Percentile Rank of the column in pyspark

In order to calculate the percentile rank of the column in pyspark we use percent_rank() Function.  percent_rank() function along with partitionBy() of other column calculates the percentile Rank of the column by group. Let’s see an example on how to calculate percentile rank of the column in pyspark.

  • Percentile Rank of the column in pyspark
  • Percentile Rank of the column by group in pyspark

We will be using the dataframe df_basket1

Percentile Rank of the column in pyspark 1

 

 

Percentile Rank of the column in pyspark:

Percentile rank of the column is calculated by percent_rank() function. We will be using partitionBy(), orderBy() on a column so that Percentile rank will be populated.
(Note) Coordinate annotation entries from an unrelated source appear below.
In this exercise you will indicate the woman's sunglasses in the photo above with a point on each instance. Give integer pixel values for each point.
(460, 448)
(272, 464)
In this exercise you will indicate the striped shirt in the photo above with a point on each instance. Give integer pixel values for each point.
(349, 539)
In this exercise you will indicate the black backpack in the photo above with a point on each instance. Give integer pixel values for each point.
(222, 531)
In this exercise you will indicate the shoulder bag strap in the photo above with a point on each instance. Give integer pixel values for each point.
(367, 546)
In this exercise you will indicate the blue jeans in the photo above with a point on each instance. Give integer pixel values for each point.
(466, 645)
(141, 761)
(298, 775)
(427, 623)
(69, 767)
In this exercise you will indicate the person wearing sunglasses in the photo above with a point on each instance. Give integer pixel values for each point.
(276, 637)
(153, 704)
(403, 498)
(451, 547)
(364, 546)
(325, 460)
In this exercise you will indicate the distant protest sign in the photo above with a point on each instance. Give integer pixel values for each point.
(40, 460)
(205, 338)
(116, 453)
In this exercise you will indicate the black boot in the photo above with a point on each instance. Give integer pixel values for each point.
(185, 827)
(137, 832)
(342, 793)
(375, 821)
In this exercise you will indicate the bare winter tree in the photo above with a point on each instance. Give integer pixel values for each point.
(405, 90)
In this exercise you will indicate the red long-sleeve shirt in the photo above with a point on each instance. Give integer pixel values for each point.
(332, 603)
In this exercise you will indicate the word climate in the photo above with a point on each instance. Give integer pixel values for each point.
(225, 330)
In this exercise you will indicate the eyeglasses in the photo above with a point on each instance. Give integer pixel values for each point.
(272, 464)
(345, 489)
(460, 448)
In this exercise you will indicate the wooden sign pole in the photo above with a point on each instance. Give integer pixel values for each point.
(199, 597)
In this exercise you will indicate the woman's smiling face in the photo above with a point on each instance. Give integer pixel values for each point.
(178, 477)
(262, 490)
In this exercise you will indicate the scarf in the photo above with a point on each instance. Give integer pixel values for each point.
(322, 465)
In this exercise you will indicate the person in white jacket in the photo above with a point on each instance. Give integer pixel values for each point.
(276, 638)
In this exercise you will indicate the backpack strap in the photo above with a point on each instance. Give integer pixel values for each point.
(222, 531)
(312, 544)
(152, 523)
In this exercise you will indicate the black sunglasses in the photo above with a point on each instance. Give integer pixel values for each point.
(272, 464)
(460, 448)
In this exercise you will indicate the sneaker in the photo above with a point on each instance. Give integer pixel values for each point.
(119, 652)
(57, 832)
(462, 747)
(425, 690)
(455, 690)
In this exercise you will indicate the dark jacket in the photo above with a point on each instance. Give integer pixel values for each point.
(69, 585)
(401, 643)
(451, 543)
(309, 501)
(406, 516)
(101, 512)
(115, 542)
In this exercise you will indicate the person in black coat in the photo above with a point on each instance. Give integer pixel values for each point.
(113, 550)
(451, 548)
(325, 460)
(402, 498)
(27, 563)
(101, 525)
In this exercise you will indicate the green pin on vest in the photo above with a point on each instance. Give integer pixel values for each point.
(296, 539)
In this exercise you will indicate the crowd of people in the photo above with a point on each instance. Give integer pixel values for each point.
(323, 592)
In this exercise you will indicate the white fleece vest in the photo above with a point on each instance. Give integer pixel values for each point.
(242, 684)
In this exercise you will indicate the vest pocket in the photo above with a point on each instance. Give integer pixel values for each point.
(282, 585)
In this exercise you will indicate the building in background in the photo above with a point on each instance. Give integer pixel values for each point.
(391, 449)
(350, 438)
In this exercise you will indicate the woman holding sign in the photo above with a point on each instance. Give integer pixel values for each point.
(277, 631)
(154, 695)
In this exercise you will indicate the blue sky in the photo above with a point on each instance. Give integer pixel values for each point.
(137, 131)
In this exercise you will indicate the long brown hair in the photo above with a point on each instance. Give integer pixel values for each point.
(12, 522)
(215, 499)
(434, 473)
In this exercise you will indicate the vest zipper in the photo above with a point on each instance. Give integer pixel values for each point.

### Percentile Rank of the column in pyspark

from pyspark.sql.window import Window
import pyspark.sql.functions as F

df_basket1 = df_basket1.select("Item_group","Item_name","Price", F.percent_rank().over(Window.partitionBy().orderBy(df_basket1['price'])).alias("percent_rank"))
df_basket1.show()

so the resultant percentile rank calculated dataframe will be

Percentile Rank of the column in pyspark 2

 

 

Percentile Rank of the column by group in pyspark:

Percentile rank of the column by group is calculated by percent_rank() function. We will be using partitionBy() on “Item_group” column, orderBy() on “Price” column so that Percentile rank will be populated.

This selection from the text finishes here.